FNV vindt dat de flexverslaving van de werkgevers moet stoppen. Uit het rapport blijkt dat niet alleen werknemers, maar ook werkgevers stress ervaren door de flexibiliteit in de opvang. Bij organisaties waar meer flexibiliteit zit in de contractvormen, wordt een hogere werkdruk ervaren. Van der Weiden: "Natuurlijk zien wij de kwetsbaarheid van kinderopvangorganisaties bij veranderingen in regelingen zoals de kinderopvangtoeslag. Maar nu wordt dit werkgeversrisico vrijwel volledig afgewenteld op de medewerkers. Zij draaien hier onterecht voor op."

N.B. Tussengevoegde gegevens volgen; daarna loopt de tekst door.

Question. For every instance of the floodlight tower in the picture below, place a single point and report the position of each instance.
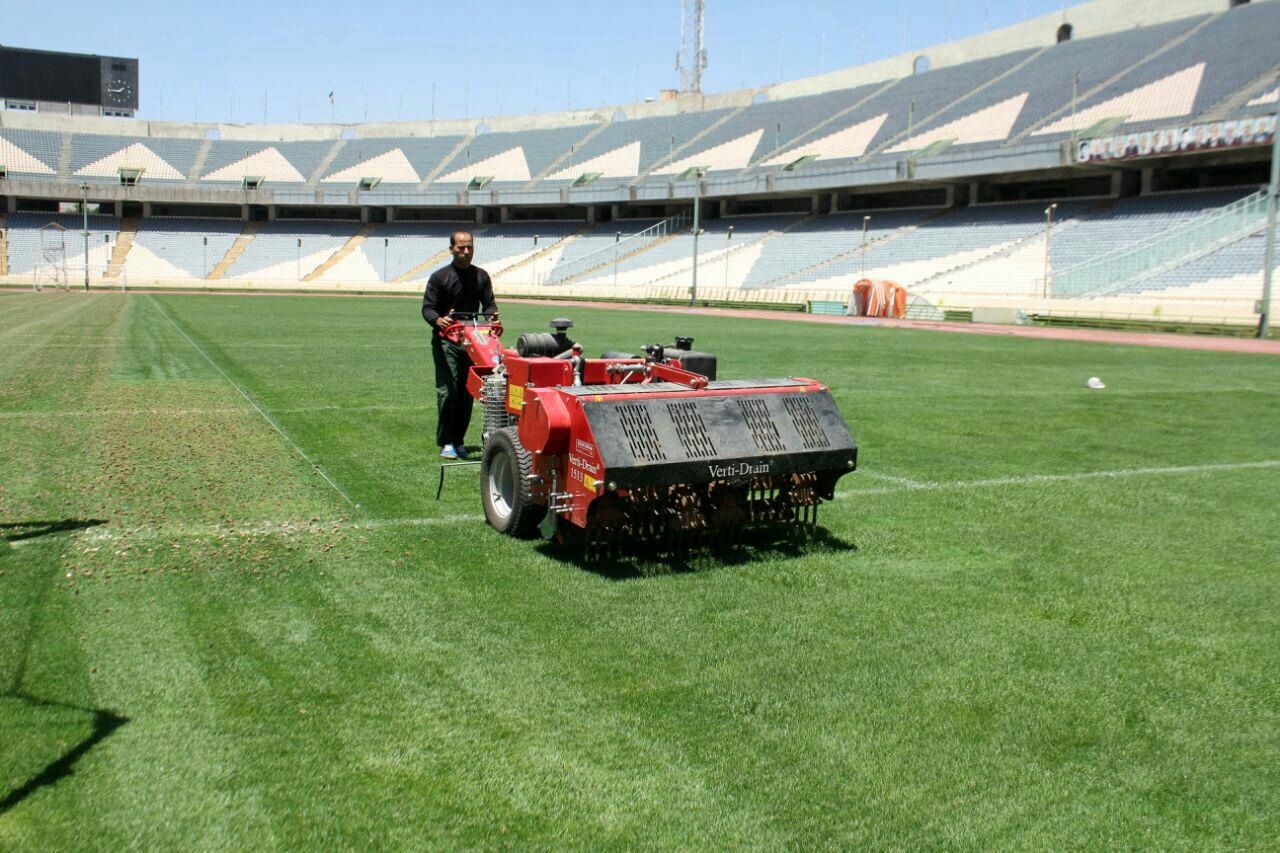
(691, 58)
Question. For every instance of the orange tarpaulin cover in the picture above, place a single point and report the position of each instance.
(880, 299)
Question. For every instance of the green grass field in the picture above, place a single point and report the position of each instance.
(233, 614)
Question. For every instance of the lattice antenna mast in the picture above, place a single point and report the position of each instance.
(691, 58)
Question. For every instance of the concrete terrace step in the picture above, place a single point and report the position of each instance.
(346, 249)
(247, 233)
(123, 243)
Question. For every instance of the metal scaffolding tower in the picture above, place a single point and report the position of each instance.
(691, 58)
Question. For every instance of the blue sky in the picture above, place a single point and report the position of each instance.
(254, 62)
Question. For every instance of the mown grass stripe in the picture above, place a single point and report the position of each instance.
(254, 404)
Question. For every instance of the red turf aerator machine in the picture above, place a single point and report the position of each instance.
(645, 448)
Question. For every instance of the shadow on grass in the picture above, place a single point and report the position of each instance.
(22, 530)
(105, 721)
(636, 561)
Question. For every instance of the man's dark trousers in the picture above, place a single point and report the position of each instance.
(452, 401)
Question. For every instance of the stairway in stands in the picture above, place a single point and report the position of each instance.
(237, 249)
(365, 232)
(123, 243)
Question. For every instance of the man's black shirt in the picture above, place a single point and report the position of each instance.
(467, 291)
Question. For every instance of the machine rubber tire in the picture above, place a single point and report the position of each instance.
(504, 491)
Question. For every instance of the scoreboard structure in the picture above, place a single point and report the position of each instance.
(51, 81)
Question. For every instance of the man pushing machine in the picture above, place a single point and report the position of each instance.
(464, 288)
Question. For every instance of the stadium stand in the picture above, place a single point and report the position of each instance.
(1224, 54)
(95, 156)
(511, 158)
(392, 160)
(1046, 85)
(657, 138)
(30, 153)
(286, 250)
(173, 249)
(901, 108)
(781, 122)
(26, 247)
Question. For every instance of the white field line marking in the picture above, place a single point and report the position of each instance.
(338, 525)
(254, 404)
(215, 410)
(270, 528)
(1063, 478)
(890, 478)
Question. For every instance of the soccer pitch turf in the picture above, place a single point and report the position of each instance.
(233, 614)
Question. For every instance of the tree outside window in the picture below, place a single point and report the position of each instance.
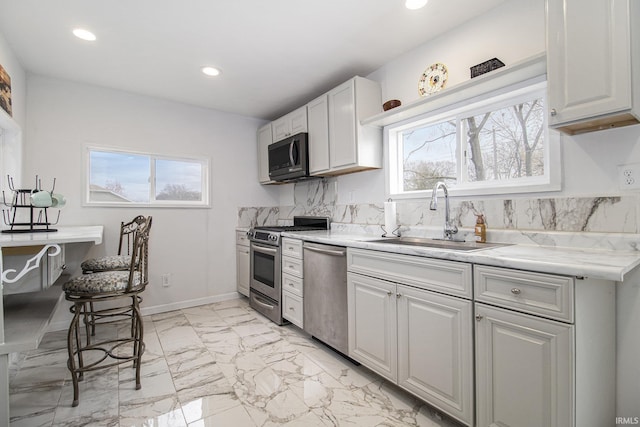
(482, 148)
(123, 178)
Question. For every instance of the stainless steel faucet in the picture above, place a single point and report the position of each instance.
(449, 228)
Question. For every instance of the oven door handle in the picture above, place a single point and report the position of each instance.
(264, 250)
(325, 251)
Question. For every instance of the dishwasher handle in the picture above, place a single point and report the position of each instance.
(340, 252)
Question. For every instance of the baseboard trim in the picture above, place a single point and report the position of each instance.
(163, 308)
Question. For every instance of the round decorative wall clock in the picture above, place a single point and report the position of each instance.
(433, 79)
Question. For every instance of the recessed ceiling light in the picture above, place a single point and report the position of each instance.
(211, 71)
(415, 4)
(84, 34)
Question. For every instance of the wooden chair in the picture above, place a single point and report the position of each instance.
(87, 289)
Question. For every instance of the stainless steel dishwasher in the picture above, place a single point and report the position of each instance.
(325, 294)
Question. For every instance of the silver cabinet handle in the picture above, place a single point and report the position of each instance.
(263, 304)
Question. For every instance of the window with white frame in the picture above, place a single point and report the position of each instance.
(124, 178)
(494, 146)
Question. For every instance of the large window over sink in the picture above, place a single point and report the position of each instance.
(123, 178)
(496, 145)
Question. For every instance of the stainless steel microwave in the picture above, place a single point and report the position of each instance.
(289, 158)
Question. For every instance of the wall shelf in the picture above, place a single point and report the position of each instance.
(465, 92)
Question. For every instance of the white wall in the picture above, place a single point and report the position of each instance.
(11, 141)
(195, 246)
(18, 76)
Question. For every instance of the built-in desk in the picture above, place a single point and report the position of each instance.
(24, 317)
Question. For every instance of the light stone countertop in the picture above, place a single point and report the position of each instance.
(89, 233)
(572, 261)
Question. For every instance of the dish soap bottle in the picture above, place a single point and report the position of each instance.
(481, 229)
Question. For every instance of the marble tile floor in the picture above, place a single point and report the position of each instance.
(215, 365)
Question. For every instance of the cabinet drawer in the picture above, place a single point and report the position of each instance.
(536, 293)
(292, 247)
(241, 238)
(292, 266)
(292, 308)
(292, 284)
(450, 277)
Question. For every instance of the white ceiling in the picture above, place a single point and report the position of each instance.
(275, 55)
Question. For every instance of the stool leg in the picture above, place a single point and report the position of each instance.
(72, 336)
(93, 320)
(138, 343)
(88, 322)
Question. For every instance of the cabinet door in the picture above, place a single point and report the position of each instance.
(281, 128)
(524, 370)
(588, 54)
(372, 324)
(298, 120)
(264, 139)
(342, 125)
(435, 350)
(243, 272)
(318, 115)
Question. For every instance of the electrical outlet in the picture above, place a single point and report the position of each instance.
(629, 176)
(166, 280)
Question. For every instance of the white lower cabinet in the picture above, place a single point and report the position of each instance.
(435, 350)
(544, 343)
(524, 369)
(419, 339)
(545, 349)
(373, 339)
(243, 267)
(292, 281)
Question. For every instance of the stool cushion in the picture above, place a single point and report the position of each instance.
(107, 263)
(100, 283)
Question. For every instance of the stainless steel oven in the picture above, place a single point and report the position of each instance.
(265, 285)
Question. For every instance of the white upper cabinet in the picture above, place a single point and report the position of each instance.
(338, 143)
(318, 114)
(264, 139)
(353, 147)
(592, 64)
(291, 124)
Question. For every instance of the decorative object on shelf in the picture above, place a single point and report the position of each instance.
(433, 79)
(33, 202)
(5, 91)
(393, 103)
(31, 264)
(485, 67)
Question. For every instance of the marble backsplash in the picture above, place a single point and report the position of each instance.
(615, 214)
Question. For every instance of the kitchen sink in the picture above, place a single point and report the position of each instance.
(438, 243)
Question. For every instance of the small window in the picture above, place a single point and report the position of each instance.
(123, 178)
(495, 146)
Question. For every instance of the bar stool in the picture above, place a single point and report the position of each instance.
(118, 262)
(105, 286)
(122, 259)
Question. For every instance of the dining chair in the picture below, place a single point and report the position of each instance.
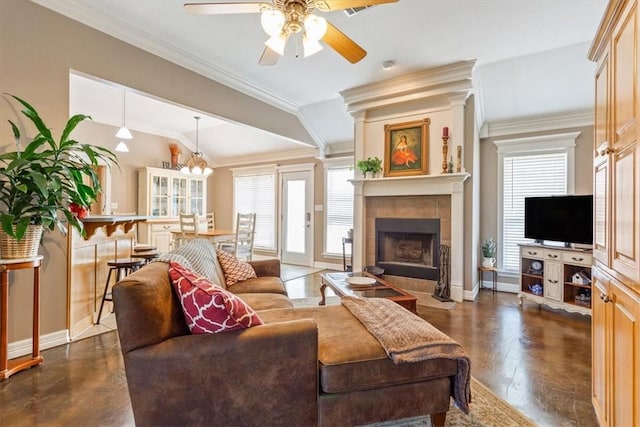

In het kader van de kwaliteitscriteria in de kinderopvang (IKK) wordt de beroepskracht-kindratio in 2019 aangepast. FNV verwacht dat de vraag naar goed opgeleid en gekwalificeerd personeel alleen nog maar zal toenemen. "Uit het onderzoek blijkt dat 87 procent van de respondenten met een tijdelijk contract graag een vast contract wil. Wij roepen werkgevers dus op om medewerkers meer zekerheid te geven door meer vaste contracten en urenuitbreiding te bieden. Zo maken ze de kinderopvang als sector aantrekkelijker, ook voor de duizenden medewerkers die de afgelopen jaren zijn ontslagen in de kinderopvang", aldus Van der Weiden.

Het onderzoek is uitgevoerd door bureau DeBeleidsonderzoekers in het kader van cao-afspraken tussen werkgeversorganisaties en vakbonden in de kinderopvang. Aan dit onderzoek deden 1.015 medewerkers en 690 werkgevers mee. De cao Kinderopvang loopt tot 1 januari 2018 en geldt voor ca 80.000 medewerkers.